From what I have said, it can be seen that to be the archives for an existing mission agency requires a significant amount of liaison effort by the Archives. In fact, removing records from the mission and giving them to another organization to maintain seems to decrease the already-low interest in them by that mission. Therefore I think it is preferable, if possible, for a mission to keep the vital portion of its records in its own archives, available for others to use by appointment. The mission staff best understands its records, and the historical information in the records would be easily accessible to the mission and a resource and encouragement for its ministry. However, because of -- what seems to me to be -- the activist, present minded attitude of most missionaries; the low value given in the Evangelical tradition to, well, tradition, and the tight finances and limited personnel of many mission agencies, such attention to internal archives is not given in most - though not all - nondenominational missions. Therefore, an option must exist in which at least some records of independent missions can be maintained by an outside agency.

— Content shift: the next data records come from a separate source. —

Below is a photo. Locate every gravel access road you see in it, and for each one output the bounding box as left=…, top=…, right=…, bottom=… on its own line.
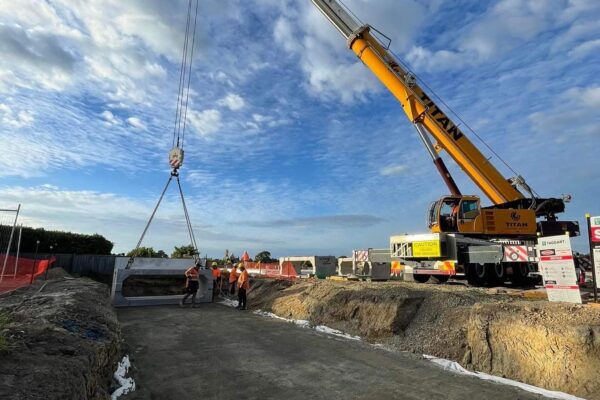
left=118, top=304, right=542, bottom=400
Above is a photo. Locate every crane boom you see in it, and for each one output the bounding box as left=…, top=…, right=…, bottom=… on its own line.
left=312, top=0, right=525, bottom=205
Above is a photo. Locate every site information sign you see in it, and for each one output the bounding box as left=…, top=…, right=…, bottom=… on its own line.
left=593, top=246, right=600, bottom=289
left=586, top=215, right=600, bottom=290
left=412, top=240, right=442, bottom=257
left=537, top=235, right=581, bottom=304
left=590, top=217, right=600, bottom=242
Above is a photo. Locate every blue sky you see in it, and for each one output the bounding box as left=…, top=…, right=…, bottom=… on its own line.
left=0, top=0, right=600, bottom=256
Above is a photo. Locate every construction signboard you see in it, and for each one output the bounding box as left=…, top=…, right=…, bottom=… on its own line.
left=537, top=235, right=581, bottom=304
left=590, top=216, right=600, bottom=245
left=412, top=240, right=441, bottom=257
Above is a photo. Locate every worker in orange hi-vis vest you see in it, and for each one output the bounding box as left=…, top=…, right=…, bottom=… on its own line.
left=229, top=264, right=238, bottom=296
left=179, top=260, right=200, bottom=308
left=212, top=261, right=221, bottom=301
left=236, top=263, right=250, bottom=310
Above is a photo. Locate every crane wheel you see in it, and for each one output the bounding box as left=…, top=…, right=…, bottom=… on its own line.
left=511, top=263, right=539, bottom=286
left=413, top=274, right=431, bottom=283
left=465, top=264, right=495, bottom=286
left=485, top=263, right=506, bottom=285
left=430, top=275, right=450, bottom=284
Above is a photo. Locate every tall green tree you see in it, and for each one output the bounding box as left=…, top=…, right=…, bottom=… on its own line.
left=171, top=244, right=198, bottom=258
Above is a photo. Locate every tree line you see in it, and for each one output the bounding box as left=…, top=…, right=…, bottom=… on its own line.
left=0, top=225, right=114, bottom=254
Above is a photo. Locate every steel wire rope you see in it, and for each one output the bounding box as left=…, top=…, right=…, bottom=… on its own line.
left=181, top=0, right=199, bottom=149
left=172, top=0, right=192, bottom=147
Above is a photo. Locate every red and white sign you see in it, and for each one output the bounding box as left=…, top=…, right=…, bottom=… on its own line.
left=590, top=217, right=600, bottom=243
left=537, top=235, right=581, bottom=304
left=504, top=245, right=529, bottom=262
left=354, top=250, right=369, bottom=262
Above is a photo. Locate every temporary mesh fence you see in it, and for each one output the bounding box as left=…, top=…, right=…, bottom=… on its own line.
left=0, top=253, right=56, bottom=293
left=0, top=209, right=19, bottom=282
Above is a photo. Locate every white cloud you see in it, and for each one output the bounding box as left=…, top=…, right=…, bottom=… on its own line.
left=273, top=0, right=425, bottom=103
left=0, top=103, right=34, bottom=128
left=379, top=165, right=408, bottom=176
left=217, top=93, right=246, bottom=111
left=127, top=117, right=146, bottom=130
left=568, top=39, right=600, bottom=59
left=100, top=110, right=121, bottom=125
left=406, top=0, right=600, bottom=71
left=529, top=86, right=600, bottom=143
left=188, top=109, right=223, bottom=136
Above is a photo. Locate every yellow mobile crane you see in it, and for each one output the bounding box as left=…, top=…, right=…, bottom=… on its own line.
left=311, top=0, right=579, bottom=285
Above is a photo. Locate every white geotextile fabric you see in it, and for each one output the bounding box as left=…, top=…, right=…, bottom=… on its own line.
left=423, top=354, right=584, bottom=400
left=111, top=355, right=135, bottom=400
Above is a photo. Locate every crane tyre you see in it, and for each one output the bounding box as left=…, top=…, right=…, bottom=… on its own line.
left=413, top=274, right=431, bottom=283
left=485, top=263, right=506, bottom=285
left=431, top=275, right=450, bottom=284
left=466, top=264, right=494, bottom=286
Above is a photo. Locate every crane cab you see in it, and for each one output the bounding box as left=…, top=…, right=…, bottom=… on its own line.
left=428, top=196, right=537, bottom=236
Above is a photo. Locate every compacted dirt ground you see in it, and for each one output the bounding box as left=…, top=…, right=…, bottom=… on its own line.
left=118, top=304, right=540, bottom=400
left=249, top=280, right=600, bottom=399
left=0, top=270, right=120, bottom=400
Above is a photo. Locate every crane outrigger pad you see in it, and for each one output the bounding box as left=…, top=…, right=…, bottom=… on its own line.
left=110, top=257, right=213, bottom=307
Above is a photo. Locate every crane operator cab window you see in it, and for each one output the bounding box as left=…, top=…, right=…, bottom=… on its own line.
left=440, top=199, right=459, bottom=232
left=459, top=200, right=479, bottom=219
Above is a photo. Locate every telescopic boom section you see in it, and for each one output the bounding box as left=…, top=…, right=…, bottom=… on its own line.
left=311, top=0, right=525, bottom=204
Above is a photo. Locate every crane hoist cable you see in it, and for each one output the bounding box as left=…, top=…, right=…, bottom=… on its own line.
left=125, top=0, right=200, bottom=269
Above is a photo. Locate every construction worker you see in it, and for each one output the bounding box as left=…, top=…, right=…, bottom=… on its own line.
left=236, top=263, right=250, bottom=310
left=229, top=263, right=238, bottom=296
left=179, top=260, right=200, bottom=308
left=212, top=261, right=221, bottom=301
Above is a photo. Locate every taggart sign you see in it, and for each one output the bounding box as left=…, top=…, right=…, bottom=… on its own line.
left=537, top=235, right=581, bottom=303
left=590, top=217, right=600, bottom=243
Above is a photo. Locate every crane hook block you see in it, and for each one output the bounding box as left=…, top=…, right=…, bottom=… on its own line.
left=169, top=147, right=183, bottom=170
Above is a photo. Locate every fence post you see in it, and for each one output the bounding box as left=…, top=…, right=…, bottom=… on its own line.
left=13, top=224, right=23, bottom=279
left=0, top=204, right=21, bottom=282
left=585, top=214, right=598, bottom=303
left=29, top=240, right=40, bottom=285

I have heard from time to time (mainly from scholars, but sometimes from mission executives) of the dream of one organization serving as the repository for all the major independent missions or even a significant number of them. This, as mentioned in the paper you received from Cecilia Irvine, was part of the vision of John Mott for the Missionary Research Library, a vision that proved impossible to maintain over time. We had similar hopes in the early days of the BGC Archives. But given the fact that most archives, even at large institutions, have limited resources and only a few people on staff, I think it is unrealistic to expect the archives of any one university, seminary, or special-purpose agency like the BGC, can collect and maintain those of a long list of outside organizations.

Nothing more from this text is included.